Prenamia (Iron (Ferrous Fumarate)) 100 mg was administered at 10 consecutive dialysis sessions either as slow injection or a slow infusion. The historical control population consisted of 24 patients with similar ferritin levels as patients treated with Prenamia (Iron (Ferrous Fumarate)), who were off intravenous Prenamia (Iron (Ferrous Fumarate)) for at least 2 weeks and who had received erythropoietin therapy with hematocrit averaging 31 to 36 for at least two months prior to study entry. The mean age of patients in the historical control group was 56 years, with an age range of 29 to 80 years. Patient age and serum ferritin level were similar between treatment and historical control patients.
Patients in the Prenamia (Iron (Ferrous Fumarate)) treated population showed a greater increase in hemoglobin and hematocrit than did patients in the historical control population. See Table 2.
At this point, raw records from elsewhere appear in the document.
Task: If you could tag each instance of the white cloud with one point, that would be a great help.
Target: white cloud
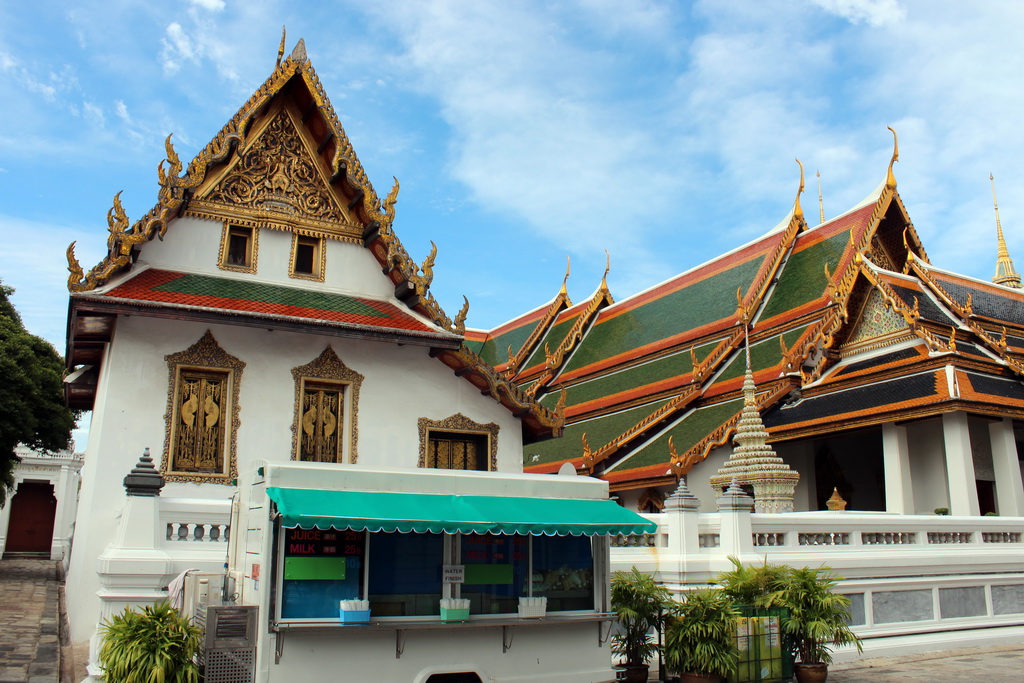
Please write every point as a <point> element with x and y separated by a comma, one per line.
<point>122,111</point>
<point>873,12</point>
<point>93,114</point>
<point>211,5</point>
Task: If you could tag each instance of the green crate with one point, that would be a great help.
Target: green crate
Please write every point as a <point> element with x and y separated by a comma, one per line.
<point>765,652</point>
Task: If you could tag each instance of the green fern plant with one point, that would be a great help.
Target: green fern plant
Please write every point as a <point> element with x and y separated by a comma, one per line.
<point>819,617</point>
<point>157,645</point>
<point>639,602</point>
<point>700,634</point>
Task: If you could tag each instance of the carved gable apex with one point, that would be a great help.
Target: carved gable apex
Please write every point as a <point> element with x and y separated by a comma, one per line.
<point>276,180</point>
<point>877,326</point>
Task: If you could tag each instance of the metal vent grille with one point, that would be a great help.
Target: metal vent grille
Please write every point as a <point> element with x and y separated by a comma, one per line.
<point>229,653</point>
<point>230,627</point>
<point>229,666</point>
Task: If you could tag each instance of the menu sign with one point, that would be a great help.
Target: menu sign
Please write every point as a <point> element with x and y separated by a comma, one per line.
<point>321,554</point>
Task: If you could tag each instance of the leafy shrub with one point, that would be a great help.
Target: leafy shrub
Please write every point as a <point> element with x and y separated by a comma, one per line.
<point>157,645</point>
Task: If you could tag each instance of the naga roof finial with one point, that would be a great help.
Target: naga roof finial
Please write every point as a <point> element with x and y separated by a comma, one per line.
<point>565,280</point>
<point>1005,272</point>
<point>798,211</point>
<point>821,204</point>
<point>890,176</point>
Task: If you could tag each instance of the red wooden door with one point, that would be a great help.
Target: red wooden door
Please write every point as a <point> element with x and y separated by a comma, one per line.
<point>32,512</point>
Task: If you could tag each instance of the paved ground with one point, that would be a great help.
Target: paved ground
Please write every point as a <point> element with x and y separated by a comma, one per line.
<point>30,644</point>
<point>1001,664</point>
<point>30,647</point>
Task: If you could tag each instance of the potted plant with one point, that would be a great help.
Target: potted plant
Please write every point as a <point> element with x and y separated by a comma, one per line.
<point>157,644</point>
<point>755,585</point>
<point>818,620</point>
<point>700,637</point>
<point>639,602</point>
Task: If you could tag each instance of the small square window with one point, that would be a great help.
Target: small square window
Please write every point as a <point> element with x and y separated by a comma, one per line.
<point>458,451</point>
<point>307,256</point>
<point>238,249</point>
<point>240,242</point>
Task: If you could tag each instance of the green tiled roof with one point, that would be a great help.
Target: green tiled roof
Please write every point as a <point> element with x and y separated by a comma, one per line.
<point>496,349</point>
<point>253,291</point>
<point>637,376</point>
<point>701,302</point>
<point>690,431</point>
<point>803,278</point>
<point>765,353</point>
<point>599,431</point>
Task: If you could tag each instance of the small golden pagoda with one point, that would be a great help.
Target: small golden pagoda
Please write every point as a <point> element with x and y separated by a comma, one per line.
<point>754,463</point>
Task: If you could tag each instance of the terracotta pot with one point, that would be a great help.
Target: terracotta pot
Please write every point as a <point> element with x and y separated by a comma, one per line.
<point>698,678</point>
<point>811,673</point>
<point>636,674</point>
**p < 0.01 and *p < 0.05 compared to historical control from ANCOVA analysis with baseline hemoglobin, serum ferritin and erythropoietin dose as covariates. | ||||||
Efficacy parameters | End of treatment | 2 week follow-up | 5 week follow-up | |||
Prenamia (Iron (Ferrous Fumarate)) (n=69 | Historical Control (n=18) | Prenamia (Iron (Ferrous Fumarate)) (n=73) | Historical Control (n=18) | Prenamia (Iron (Ferrous Fumarate)) (n=71) | Historical Control (n=15) | |
Hemoglobin (g/dL) | 1.0 ± 0.12** | 0.0 ± 0.21 | 1.3 ± 0.14** | -0.6 ± 0.24 | 1.2 ± 0.17* | -0.1 ± 0.23 |
Hematocrit (%) | 3.1 ± 0.37** | -0.3 ± 0.65 | 3.6 ± 0.44** | -1.2 ± 0.76 | 3.3 ± 0.54 | 0.2 ± 0.86 |
Serum ferritin increased at endpoint of study from baseline in the Venofer-treated population (165.3 ± 24.2 ng/mL) compared to the historical control population (-27.6 ± 9.5 ng/mL). Transferrin saturation also increased at endpoint of study from baseline in the Venofer-treated population (8.8 ± 1.6%) compared to this historical control population (-5.1 ± 4.3%).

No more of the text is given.